That future is not inevitable, however: by boosting productivity and growth, Ireland could – like other rich nations – generate the tax revenues to fund higher pension and service costs. More investment is required, said McCarthy, particularly in skills, plant, housing and infrastructure. “There’s a need to deepen capital markets, particularly given the need to invest in climate,” he said.
The gathering storm
Meanwhile, McCarthy pointed to one more economic metric worth focusing on. The “US yield curve has been inverted,” he explained, meaning that it’s currently cheaper to borrow for a longer period than a shorter one. This typically happens when investors, fearing a recession, flock to buy 10-year US Treasury bonds. “Since the mid-1970s, every time the yield curve has inverted, it’s been followed about nine months later by a recession in the US,” he said. “That hasn’t happened yet: the curve inverted in July 2022 and has been inverted ever since.”
However, he added: “There’s only been one period in which the yield curve in the US has been inverted for a longer period of time. That was the couple of years leading up to 1929, and we all know what happened after that.”
He said that the signalling may be affected by measures such as quantitative easing “but I think it’s something that needs to be watched”.
The invitation-only Global Government Finance Summit is a private event, providing a safe space at which the civil servants leading finance departments and national treasuries can debate the challenges they face in common.
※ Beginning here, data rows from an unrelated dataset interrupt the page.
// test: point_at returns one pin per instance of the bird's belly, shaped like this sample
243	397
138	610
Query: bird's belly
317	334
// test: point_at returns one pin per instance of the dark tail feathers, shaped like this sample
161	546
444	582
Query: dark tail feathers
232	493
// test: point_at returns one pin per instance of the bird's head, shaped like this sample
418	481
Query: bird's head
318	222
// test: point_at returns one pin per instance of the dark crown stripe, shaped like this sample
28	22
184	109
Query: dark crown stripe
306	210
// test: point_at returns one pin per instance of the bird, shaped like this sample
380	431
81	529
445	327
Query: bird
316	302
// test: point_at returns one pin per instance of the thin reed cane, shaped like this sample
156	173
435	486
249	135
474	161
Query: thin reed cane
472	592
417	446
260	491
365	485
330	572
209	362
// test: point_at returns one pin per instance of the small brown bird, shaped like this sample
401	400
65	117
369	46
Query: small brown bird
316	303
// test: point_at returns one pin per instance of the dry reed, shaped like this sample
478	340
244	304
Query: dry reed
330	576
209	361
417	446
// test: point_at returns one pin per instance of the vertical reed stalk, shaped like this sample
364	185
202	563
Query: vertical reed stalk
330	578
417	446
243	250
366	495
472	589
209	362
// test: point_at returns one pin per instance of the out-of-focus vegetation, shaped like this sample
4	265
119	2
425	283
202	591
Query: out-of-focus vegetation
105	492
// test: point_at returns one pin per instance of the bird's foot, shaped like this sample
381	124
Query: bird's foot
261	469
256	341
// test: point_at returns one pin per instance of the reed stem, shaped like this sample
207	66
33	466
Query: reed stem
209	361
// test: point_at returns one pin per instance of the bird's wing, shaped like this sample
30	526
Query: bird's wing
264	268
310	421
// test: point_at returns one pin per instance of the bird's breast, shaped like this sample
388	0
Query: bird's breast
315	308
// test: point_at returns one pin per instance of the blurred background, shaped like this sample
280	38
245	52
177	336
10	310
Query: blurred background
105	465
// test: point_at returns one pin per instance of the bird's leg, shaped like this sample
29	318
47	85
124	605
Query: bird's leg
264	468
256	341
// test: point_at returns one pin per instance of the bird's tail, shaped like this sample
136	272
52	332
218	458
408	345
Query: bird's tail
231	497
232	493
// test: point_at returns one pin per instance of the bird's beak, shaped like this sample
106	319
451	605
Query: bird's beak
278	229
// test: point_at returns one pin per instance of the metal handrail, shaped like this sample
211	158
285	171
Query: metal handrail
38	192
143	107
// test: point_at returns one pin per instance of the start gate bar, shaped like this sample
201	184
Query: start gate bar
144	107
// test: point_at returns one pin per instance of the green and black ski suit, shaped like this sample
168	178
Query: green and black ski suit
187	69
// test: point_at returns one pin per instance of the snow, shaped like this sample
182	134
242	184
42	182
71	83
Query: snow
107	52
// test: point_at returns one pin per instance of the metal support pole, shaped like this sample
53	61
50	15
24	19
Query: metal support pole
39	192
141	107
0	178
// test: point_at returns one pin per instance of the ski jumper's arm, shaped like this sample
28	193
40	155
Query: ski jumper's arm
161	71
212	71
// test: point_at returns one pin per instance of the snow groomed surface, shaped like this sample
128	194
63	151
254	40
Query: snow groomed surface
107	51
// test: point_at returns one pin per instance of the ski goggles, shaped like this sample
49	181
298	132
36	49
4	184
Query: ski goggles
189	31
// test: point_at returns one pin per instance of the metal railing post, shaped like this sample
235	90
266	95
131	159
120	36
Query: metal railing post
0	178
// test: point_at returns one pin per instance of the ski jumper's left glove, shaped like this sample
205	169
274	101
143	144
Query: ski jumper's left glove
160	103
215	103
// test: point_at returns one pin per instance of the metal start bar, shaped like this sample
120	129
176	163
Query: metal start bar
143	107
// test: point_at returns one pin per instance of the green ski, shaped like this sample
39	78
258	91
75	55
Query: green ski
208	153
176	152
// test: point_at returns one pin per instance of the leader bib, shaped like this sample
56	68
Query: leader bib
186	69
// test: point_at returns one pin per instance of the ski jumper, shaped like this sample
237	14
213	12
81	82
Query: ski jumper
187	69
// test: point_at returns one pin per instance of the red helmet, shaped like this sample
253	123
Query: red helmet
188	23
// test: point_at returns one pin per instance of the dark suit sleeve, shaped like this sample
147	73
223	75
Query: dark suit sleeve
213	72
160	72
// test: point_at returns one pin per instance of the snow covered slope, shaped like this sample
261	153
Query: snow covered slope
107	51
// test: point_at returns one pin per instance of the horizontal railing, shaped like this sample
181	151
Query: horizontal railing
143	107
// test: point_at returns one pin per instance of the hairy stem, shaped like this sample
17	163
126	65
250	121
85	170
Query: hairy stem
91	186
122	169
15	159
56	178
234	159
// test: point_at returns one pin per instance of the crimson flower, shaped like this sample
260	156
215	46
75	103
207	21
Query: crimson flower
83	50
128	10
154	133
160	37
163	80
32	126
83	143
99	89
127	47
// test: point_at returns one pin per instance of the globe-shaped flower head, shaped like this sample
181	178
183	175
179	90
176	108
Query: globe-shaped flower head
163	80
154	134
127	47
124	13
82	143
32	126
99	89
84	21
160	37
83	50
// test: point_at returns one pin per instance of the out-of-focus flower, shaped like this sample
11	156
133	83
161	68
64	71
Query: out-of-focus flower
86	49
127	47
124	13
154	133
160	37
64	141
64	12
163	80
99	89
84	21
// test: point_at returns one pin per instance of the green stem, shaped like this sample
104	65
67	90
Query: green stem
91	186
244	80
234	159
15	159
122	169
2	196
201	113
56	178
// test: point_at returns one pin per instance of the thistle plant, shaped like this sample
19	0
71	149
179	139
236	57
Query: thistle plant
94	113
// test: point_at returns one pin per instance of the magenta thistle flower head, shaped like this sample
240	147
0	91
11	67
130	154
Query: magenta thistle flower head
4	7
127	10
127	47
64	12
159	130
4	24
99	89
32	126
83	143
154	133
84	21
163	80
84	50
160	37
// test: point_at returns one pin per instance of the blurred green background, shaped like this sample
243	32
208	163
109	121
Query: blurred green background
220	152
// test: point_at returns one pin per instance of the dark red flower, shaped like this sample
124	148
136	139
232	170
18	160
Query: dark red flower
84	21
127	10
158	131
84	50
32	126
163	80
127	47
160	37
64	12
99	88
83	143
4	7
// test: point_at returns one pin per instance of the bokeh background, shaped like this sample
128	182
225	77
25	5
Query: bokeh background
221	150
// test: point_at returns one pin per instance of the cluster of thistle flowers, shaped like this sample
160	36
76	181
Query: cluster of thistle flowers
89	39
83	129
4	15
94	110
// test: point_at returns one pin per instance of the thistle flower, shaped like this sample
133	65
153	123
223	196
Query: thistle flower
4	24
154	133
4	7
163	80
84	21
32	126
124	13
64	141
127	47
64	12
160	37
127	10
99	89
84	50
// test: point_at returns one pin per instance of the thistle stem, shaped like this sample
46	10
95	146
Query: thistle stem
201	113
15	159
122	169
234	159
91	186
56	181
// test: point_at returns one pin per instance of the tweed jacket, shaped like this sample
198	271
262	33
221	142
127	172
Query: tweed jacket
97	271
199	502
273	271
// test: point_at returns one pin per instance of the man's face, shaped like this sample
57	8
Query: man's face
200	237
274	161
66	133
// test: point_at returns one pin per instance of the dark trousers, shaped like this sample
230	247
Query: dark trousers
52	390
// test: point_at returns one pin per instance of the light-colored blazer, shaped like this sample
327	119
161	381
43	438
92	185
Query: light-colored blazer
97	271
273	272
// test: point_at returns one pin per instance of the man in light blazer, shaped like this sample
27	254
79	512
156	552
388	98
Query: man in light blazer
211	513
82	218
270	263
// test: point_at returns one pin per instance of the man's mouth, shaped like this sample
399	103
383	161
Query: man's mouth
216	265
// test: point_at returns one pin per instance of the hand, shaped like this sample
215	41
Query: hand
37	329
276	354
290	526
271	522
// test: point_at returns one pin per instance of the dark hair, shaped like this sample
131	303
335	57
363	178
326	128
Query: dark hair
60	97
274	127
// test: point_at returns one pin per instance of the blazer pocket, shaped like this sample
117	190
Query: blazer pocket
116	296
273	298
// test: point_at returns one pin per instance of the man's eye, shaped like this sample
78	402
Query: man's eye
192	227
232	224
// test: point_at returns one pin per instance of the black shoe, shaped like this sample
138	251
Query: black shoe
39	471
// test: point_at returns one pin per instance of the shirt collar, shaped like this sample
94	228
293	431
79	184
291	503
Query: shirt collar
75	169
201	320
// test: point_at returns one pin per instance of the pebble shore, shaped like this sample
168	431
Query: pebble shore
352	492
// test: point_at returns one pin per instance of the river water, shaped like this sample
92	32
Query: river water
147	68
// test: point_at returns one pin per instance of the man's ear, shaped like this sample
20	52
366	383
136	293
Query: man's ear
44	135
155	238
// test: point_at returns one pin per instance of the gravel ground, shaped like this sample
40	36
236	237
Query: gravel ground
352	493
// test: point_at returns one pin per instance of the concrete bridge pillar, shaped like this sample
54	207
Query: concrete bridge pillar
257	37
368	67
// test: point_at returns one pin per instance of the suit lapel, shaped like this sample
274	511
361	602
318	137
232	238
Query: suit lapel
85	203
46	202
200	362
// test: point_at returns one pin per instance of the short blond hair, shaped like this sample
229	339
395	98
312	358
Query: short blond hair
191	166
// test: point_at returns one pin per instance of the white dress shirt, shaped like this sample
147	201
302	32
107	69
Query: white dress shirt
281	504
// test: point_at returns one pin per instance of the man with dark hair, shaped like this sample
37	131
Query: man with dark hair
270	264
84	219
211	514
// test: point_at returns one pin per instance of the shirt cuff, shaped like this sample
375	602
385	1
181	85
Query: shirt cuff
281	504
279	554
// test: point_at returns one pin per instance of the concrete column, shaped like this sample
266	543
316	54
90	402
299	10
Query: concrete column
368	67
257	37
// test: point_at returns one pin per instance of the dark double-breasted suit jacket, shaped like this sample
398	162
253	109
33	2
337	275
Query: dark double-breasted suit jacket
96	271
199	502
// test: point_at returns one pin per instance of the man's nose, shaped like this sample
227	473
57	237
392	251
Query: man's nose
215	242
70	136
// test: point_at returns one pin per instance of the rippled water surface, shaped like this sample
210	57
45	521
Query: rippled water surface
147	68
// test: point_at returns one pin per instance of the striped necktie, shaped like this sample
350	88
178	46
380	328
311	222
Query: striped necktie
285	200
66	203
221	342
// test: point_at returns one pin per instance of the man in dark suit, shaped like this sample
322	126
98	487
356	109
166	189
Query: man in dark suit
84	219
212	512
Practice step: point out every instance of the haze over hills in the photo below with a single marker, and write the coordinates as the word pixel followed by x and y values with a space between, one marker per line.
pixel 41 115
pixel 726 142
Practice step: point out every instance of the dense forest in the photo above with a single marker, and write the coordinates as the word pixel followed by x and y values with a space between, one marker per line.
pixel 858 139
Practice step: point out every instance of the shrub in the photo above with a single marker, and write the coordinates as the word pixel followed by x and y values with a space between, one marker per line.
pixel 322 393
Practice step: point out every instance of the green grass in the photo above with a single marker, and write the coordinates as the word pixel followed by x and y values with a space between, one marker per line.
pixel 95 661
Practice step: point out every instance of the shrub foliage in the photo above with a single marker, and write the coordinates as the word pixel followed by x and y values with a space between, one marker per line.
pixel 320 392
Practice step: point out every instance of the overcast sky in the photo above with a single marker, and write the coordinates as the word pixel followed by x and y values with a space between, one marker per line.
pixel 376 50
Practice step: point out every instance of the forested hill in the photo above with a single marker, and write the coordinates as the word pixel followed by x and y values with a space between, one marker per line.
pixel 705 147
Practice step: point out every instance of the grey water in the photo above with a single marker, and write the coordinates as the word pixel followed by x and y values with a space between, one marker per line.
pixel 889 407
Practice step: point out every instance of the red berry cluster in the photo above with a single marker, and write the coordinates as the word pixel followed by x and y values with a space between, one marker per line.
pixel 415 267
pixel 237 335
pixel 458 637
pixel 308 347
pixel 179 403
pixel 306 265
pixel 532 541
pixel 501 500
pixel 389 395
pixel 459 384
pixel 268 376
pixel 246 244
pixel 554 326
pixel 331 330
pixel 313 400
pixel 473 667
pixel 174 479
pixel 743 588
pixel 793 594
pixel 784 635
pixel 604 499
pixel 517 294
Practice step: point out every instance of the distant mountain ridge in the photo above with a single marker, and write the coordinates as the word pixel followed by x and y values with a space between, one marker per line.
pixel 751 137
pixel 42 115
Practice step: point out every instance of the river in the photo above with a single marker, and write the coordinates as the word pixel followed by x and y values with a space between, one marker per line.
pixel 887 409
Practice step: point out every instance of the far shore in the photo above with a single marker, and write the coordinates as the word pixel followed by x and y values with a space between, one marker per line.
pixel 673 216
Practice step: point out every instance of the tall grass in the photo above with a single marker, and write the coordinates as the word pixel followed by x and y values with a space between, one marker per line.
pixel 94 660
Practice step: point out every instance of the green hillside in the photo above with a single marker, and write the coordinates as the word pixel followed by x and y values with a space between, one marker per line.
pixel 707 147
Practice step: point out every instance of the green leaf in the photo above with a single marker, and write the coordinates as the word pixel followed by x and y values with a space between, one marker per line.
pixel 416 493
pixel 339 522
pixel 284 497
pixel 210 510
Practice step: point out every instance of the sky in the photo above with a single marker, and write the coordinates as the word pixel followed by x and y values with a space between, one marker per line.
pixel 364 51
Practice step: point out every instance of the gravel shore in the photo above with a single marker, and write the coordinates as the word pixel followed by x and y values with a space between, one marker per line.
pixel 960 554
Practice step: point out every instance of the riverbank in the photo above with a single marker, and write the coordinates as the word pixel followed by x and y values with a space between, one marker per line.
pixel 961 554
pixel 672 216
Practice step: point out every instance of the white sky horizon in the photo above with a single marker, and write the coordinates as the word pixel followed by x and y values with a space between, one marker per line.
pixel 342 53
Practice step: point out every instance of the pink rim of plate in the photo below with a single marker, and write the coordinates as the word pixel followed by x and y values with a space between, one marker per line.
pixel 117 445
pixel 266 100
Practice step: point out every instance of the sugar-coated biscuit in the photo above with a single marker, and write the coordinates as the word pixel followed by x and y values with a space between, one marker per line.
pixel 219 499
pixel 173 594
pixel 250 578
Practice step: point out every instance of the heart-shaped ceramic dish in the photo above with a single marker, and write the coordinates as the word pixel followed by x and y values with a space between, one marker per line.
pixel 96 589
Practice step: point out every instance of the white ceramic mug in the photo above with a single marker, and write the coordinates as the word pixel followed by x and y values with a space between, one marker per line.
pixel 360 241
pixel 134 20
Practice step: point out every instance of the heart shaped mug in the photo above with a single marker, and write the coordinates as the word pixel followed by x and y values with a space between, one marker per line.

We publish these reports to share some of their thinking with our readers: note that, to ensure that participants feel able to speak freely, we give all those quoted the right to review their comments before publication.
The 2024 Meeting, supported by knowledge partner Mastercard, will be covered in five reports, covering the various sessions:
– John McCarthy, chief economist of Ireland’s Department of Finance, analyses the structural challenges facing advanced economies
– How finance ministries can use artificial intelligence
– Making tax less taxing: using technology to improve assessment and collection
– How to improve public sector productivity
– Using ‘just in time’ insight in government finance and service delivery
For information on the next Global Government Finance Summit, which will be held in June 2025, visit our dedicated website.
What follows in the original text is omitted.